Personal information
- Full name: Frederick J. Worrall
- Date of birth: 8 September 1910
- Place of birth: Warrington, England
- Date of death: 13 April 1979 (aged 68)
- Place of death: Warrington, England
- Height: 5 ft 6+1⁄2 in (1.69 m)
- Position: Outside right

Youth career
- Witton Albion
- Nantwich

Senior career*
- Years: Team / Apps / (Gls)
- 1928: Bolton Wanderers / 0 / (0)
- 1928–1931: Oldham Athletic / 105 / (21)
- 1931–1945: Portsmouth / 313 / (68)
- 1945: → Manchester United (wartime) / 7 / (2)
- 1946: Crewe Alexandra / 6 / (1)
- 1946: Stockport County / 0 / (0)
- Total:  / 431 / (92)

International career
- 1935–1936: England / 2 / (2)
- The Football League XI / 2 / (0)

= Fred Worrall =

English footballer

Frederick J. Worrall (8 September 1910 – 13 April 1979) was an English footballer born in Warrington, Lancashire, who played as an outside right in the Football League for Oldham Athletic, Portsmouth and Crewe Alexandra.
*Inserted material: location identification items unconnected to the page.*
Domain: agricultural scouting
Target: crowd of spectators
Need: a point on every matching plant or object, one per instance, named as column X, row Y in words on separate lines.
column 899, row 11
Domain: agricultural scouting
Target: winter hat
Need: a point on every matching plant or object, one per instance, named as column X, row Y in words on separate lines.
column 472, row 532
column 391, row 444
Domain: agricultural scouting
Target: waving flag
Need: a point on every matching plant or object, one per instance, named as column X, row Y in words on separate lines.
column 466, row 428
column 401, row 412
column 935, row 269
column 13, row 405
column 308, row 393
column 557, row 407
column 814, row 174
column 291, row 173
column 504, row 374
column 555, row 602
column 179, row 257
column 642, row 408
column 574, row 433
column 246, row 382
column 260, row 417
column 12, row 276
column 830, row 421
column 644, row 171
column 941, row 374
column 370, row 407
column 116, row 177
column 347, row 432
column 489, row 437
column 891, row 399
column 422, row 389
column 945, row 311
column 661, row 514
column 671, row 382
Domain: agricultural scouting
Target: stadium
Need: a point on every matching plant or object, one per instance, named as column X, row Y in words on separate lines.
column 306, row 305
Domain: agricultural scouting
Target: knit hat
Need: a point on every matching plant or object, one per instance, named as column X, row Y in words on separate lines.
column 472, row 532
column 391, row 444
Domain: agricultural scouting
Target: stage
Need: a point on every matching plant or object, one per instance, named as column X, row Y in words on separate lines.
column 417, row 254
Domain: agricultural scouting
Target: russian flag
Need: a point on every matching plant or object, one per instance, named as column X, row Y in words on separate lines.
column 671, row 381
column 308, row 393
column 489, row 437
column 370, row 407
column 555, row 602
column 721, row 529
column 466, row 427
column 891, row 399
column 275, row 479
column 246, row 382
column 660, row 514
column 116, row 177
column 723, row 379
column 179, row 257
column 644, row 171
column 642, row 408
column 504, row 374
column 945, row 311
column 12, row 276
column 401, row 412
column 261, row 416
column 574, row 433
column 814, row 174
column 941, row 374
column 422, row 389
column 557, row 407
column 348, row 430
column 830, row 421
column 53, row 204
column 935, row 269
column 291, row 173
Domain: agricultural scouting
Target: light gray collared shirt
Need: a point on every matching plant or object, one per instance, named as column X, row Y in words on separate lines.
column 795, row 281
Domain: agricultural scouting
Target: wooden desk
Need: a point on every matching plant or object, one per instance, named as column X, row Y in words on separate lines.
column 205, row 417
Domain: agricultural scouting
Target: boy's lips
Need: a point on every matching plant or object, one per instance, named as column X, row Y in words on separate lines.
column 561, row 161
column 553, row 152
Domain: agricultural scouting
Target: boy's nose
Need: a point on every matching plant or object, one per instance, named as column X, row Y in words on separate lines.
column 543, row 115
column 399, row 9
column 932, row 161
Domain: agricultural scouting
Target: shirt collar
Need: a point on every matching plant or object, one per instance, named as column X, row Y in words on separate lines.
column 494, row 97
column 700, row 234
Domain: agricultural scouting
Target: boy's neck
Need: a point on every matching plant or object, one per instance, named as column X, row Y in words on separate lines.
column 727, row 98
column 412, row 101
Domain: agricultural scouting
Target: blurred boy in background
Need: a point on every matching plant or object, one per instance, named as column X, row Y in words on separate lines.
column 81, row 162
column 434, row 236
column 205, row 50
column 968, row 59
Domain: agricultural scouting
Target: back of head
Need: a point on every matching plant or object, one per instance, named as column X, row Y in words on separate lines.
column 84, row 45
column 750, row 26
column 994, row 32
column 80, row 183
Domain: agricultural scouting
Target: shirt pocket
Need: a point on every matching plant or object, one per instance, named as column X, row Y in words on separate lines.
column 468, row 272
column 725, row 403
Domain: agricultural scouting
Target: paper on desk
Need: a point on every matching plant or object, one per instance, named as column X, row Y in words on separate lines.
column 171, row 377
He was capped twice for England, scoring on his debut against the Netherlands in Amsterdam in May 1935, before following it up with another goal in England's 3–1 win over Ireland in the British Championship in November 1936. He was noted for his superstitious nature: when Portsmouth played in the 1939 FA Cup Final, he took his small horseshoe, put a sprig of white heather in each sock, tied a small white elephant to one of his garters and put a lucky sixpence in his boots, as well as putting on Pompey manager Jack Tinn's lucky spats. He set up the second goal in Portsmouth's 4–1 win, and left the club at the end of the Second World War. He had continued to play for Portsmouth during the war, but also made seven appearances for Manchester United during the 1945–46 War League season, scoring twice.